Mas o governo contrapõe agora que “um dos mais relevantes desenvolvimentos em 2018 foi a redução da dívida a fornecedores, num valor que ficará abaixo de 500 milhões de euros, uma diminuição próxima de 50% face ao valor registado no final de 2017”.
A análise global do TdC sobre o SNS é que a situação económico-financeira do serviço de saúde pública é “extraordinariamente débil”. Também apontava que a recapitalização do serviço “não tem sido suficiente” e que entre 2014 e 2016 os fundos próprios do SNS caíram quase 79%, fixando-se nos 231 milhões de euros em 2016.
O Governo indica, por seu lado, que “o reforço da despesa no SNS tem sido a principal aposta do Estado” já que a despesa no SNS representa quase 60% do aumento da despesa corrente primária da Administração Central entre 2015 e 2018 (ou seja, 1.042 milhões de euros em cerca de 1.745 milhões de euros).
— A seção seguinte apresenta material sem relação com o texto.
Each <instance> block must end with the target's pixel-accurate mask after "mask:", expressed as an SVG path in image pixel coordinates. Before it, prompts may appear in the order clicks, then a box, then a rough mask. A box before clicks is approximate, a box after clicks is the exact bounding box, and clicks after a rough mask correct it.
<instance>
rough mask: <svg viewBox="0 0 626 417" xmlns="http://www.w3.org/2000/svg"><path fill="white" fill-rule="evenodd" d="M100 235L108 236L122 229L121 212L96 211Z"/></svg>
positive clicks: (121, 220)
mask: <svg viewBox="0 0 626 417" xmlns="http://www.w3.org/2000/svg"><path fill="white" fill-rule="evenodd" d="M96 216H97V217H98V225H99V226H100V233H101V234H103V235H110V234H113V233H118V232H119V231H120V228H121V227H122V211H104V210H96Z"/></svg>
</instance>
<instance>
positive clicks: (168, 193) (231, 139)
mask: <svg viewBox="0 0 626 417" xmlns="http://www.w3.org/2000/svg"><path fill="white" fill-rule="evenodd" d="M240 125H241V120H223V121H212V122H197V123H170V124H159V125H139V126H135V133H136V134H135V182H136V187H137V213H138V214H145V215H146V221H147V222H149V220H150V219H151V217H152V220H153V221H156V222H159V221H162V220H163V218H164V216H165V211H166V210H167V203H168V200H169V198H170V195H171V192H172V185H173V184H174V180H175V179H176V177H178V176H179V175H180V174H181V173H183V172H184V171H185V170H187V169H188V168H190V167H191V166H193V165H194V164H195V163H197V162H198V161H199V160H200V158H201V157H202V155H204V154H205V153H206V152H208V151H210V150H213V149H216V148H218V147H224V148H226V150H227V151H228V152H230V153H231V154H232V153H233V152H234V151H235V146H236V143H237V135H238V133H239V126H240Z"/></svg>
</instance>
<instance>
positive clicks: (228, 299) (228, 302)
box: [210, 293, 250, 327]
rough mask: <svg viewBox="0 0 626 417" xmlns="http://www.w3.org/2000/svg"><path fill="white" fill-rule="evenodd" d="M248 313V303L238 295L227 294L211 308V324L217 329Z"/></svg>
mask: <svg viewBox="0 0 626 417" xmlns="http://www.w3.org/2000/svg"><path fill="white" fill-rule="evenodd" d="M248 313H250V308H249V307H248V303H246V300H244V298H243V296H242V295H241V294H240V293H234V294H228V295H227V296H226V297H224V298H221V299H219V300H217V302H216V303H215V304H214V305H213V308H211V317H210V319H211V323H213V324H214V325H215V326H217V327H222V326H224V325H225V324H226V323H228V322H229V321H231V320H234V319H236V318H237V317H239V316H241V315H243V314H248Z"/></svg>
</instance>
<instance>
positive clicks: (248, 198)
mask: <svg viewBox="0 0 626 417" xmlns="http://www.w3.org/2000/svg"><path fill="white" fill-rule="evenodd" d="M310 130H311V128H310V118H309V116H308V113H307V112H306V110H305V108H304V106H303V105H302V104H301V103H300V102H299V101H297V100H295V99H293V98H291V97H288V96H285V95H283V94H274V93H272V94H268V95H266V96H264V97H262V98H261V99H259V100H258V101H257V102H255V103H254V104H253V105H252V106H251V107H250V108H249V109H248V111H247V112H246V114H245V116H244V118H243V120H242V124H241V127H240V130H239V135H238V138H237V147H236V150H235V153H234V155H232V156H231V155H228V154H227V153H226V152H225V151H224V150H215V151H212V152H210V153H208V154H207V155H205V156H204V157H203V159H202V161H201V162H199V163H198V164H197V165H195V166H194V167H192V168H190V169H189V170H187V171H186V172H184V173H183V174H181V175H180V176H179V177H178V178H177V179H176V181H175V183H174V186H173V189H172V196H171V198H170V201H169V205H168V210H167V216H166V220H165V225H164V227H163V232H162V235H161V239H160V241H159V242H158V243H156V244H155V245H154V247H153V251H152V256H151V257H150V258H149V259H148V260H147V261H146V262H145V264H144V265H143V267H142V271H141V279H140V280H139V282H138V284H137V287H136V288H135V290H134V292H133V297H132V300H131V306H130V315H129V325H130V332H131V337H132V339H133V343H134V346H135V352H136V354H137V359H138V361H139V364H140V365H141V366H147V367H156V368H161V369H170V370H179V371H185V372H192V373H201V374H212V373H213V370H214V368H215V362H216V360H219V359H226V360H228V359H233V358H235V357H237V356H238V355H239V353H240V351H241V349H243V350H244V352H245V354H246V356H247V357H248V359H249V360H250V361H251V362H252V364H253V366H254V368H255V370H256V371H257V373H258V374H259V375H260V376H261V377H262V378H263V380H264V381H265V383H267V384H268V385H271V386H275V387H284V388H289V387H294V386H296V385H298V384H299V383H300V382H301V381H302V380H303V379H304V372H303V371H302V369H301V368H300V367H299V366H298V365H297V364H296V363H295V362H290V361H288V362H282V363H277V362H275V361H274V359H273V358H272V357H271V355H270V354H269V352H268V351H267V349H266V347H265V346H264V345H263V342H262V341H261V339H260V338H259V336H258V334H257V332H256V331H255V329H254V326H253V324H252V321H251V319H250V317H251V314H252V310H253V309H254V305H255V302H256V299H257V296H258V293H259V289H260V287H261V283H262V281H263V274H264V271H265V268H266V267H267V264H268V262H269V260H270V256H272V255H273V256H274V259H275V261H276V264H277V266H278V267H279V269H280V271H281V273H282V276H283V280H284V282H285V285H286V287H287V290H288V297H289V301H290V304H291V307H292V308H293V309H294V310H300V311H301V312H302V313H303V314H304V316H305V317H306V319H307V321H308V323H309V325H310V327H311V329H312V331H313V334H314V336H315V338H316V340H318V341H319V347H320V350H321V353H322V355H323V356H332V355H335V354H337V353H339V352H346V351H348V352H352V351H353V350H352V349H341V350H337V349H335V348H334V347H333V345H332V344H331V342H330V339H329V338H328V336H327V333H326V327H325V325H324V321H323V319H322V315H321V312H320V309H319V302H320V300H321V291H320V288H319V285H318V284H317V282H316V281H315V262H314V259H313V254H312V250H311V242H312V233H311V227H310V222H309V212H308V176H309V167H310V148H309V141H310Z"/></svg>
Ainda de acordo com os ministérios das Finanças e da Saúde, entre 2015 e 2018, “as despesas com pessoal cresceram 597 milhões de euros, mais 17% do que em 2015”, um valor que “representa o esforço de contratação, melhoria das condições de trabalho (horas extra, horas de qualidade e redução do período normal de trabalho) que deve ser valorizado por todos os profissionais do SNS”.
Profissionais a fazer 40 horas têm de receber trabalho suplementar
Ao longo do ano passado, o Governo começou a passar os profissionais de saúde do SNS (enfermeiros, técnicos e assistentes) para o regime das 35 horas semanais, obrigando a contratações adicionais e pagamento de horas extraordinárias.